Man könnte sagen, sie entstammen einer „frühen Schaffensphase“, in der ich nicht darüber nachgedacht habe, ob und wie ich ein Sample verwende oder nicht. Was die Samples angeht, sind diese sehr stringent und puristisch. Das Klangbild, Tempo und Arrangement der Tracks entspricht den sound-ästhetischen Prinzipien des typischen Stuttgarter HipHops der 90er Jahre. Auf dem Album ist zum Beispiel dasselbe Drumsetting, das ich schon bei Produktionen wie „Mutterstadt“, „Nichtsnutz“ oder „Schoß der Kolchose“ oder später „Unterschied“ verwendet habe – der „Kopfnickersound“ eben.

Wie oft bist du damals mit dem Studio in Stuttgart umgezogen?

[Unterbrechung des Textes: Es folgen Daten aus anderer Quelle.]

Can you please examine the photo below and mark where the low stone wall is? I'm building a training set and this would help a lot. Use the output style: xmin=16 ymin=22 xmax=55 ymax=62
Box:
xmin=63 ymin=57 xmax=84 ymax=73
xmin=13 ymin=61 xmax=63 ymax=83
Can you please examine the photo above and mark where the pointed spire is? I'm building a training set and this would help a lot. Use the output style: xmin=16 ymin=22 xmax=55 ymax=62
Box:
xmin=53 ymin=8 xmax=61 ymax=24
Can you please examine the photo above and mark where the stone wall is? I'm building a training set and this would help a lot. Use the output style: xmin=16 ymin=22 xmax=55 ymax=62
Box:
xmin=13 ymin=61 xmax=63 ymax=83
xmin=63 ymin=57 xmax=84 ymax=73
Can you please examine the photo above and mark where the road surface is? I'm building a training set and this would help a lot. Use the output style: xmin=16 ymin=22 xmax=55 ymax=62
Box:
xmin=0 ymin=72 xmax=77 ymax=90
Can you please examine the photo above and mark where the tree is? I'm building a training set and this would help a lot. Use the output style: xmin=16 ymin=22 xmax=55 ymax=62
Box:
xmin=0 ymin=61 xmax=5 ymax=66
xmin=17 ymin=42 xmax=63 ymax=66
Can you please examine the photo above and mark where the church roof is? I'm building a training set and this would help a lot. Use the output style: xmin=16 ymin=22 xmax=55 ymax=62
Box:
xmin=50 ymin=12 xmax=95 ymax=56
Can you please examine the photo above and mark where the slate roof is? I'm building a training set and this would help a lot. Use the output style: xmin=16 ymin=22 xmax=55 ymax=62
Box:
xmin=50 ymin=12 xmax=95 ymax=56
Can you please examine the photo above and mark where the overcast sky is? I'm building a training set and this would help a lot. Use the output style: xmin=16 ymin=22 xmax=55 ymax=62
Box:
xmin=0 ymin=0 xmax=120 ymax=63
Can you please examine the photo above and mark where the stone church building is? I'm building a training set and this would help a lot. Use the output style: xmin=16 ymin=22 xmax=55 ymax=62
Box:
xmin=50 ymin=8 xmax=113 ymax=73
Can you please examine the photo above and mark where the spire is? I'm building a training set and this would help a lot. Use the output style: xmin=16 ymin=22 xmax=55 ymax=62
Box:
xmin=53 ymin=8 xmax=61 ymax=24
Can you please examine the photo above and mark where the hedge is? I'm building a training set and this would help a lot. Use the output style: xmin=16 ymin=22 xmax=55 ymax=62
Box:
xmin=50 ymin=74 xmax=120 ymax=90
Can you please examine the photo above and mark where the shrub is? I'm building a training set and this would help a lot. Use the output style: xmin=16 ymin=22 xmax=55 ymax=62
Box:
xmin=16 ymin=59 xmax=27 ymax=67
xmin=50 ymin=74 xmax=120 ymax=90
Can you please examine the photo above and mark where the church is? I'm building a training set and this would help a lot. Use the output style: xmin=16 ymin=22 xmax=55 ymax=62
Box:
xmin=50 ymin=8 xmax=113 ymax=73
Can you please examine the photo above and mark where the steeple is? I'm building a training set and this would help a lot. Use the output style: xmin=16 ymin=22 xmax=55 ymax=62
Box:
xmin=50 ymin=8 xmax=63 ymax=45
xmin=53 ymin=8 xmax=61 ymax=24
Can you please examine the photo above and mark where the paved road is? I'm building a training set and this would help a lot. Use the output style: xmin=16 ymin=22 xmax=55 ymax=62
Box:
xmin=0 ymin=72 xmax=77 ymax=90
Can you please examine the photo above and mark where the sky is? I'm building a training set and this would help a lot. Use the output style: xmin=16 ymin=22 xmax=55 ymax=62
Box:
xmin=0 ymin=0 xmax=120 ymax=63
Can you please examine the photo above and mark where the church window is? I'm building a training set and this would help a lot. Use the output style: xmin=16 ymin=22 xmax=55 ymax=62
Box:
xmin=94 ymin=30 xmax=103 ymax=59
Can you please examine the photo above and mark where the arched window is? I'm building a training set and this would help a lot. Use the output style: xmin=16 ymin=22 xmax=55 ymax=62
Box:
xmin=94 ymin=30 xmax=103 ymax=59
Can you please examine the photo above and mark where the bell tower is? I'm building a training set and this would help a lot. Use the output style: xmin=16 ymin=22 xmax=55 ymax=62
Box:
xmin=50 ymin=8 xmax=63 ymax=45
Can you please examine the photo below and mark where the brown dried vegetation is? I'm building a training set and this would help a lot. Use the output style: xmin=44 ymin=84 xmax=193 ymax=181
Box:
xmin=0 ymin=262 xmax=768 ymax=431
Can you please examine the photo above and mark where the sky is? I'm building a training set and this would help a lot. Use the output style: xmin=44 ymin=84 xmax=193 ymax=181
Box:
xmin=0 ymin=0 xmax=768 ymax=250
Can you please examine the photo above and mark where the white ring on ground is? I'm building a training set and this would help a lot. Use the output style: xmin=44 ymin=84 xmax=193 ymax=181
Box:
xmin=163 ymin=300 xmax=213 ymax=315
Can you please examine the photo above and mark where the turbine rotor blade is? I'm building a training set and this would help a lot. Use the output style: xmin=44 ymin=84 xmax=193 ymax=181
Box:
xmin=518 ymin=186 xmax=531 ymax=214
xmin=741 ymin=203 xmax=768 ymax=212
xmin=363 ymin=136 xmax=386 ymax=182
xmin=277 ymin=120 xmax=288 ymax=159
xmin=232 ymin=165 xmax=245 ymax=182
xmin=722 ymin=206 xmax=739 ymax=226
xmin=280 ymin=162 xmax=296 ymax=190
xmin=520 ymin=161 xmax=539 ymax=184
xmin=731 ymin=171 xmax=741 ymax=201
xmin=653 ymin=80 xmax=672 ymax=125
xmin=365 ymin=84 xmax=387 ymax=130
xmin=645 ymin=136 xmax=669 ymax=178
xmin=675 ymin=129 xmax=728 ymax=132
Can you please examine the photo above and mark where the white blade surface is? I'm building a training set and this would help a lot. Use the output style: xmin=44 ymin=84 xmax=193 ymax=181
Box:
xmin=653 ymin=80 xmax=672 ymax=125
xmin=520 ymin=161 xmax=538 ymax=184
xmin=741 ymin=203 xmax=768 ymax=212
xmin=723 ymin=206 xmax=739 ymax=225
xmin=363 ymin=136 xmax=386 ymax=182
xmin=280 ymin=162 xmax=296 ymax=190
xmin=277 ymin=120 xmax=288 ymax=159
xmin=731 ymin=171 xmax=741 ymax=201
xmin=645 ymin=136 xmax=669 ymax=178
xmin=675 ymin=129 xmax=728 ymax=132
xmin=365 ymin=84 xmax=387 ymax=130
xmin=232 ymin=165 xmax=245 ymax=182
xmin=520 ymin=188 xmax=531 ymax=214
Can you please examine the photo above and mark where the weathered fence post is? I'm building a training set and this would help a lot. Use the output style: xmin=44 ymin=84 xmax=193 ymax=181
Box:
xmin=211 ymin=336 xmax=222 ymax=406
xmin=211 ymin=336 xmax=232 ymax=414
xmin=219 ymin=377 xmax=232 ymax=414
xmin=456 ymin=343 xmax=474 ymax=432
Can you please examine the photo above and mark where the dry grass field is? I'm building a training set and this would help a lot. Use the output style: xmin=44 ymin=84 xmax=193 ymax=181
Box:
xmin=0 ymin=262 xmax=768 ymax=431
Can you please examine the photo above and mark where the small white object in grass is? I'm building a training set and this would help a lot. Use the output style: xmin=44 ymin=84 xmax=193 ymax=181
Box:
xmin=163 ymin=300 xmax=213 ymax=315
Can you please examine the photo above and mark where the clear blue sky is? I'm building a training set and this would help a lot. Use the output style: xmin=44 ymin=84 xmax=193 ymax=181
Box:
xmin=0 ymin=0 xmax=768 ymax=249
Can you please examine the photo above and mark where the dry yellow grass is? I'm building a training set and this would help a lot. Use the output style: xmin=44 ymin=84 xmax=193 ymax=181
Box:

Öfter als mir lieb war. Die zahlreichen Umzüge hatten verschiedene Gründe. Oftmals hatte ich das Pech – wie sicher viele meiner Zunft – in einer Nachbarschaft zu wohnen, in der die Lautstärke ein ernsthaftes Problem darzustellen schien. 1997 zog ich mit dem Studio in die Garage, die meine Eltern nebenbei auch als Lager für ihren Laden nutzten. Dort gab es zwar kein Problem mit dem Lärm, aber eines morgens, stand alles unter Wasser. Dabei gingen die Festplatten, die einen Großteil meiner damaligen Arbeit enthielten, komplett verloren. Gezwungenermaßen musste ich also meine Zelte auch dort abbrechen. In dieser Zeit waren die Online-Versionierungssysteme, wie man sie heute kennt, noch nicht in der jetzigen Entwicklungsstufe, als dass man die Dateien einfach online hätte ablegen können. Zudem muss ich zugeben, dass ich mir relativ spät angewöhnt habe backups zu ziehen.

Dann ging es ins Medienhaus Mitte in die Herzogstraße.

Dort konnte ich endlich richtig durchstarten. Während dieser Zeit hielt ich mich nicht lange an einer Skizze auf, denn ich hatte alle nötigen Geräte und konnte mich monatelang einschließen und ein Ding nach dem anderen heraus schrauben. Zurückgeworfen hat mich dort der Einbruch Ende 1999. Zum Glück konzentrierten sich die Einbrecher nur auf die nicht fest verkabelten Geräte. Die Festplatten hingegen waren in einem separaten Fach eingelassen und wurden übersehen. Trotzdem war es damals für mich ein weiterer Weltuntergang. Als Folge dieser Cuts habe ich Anfang 2000 alles verkauft und mir ein mobiles System zugelegt. Auch im Hinblick dessen, dass es an der Zeit war, die großen Kisten abzustoßen und die Technik zu modernisieren.

Jetzt werden die Skizzen aus den 90ern, die nicht auf dem Massive Töne-Album „Kopfnicker“ oder Afrobs „Rolle mit HipHop“ auftauchen, veröffentlicht. Warum?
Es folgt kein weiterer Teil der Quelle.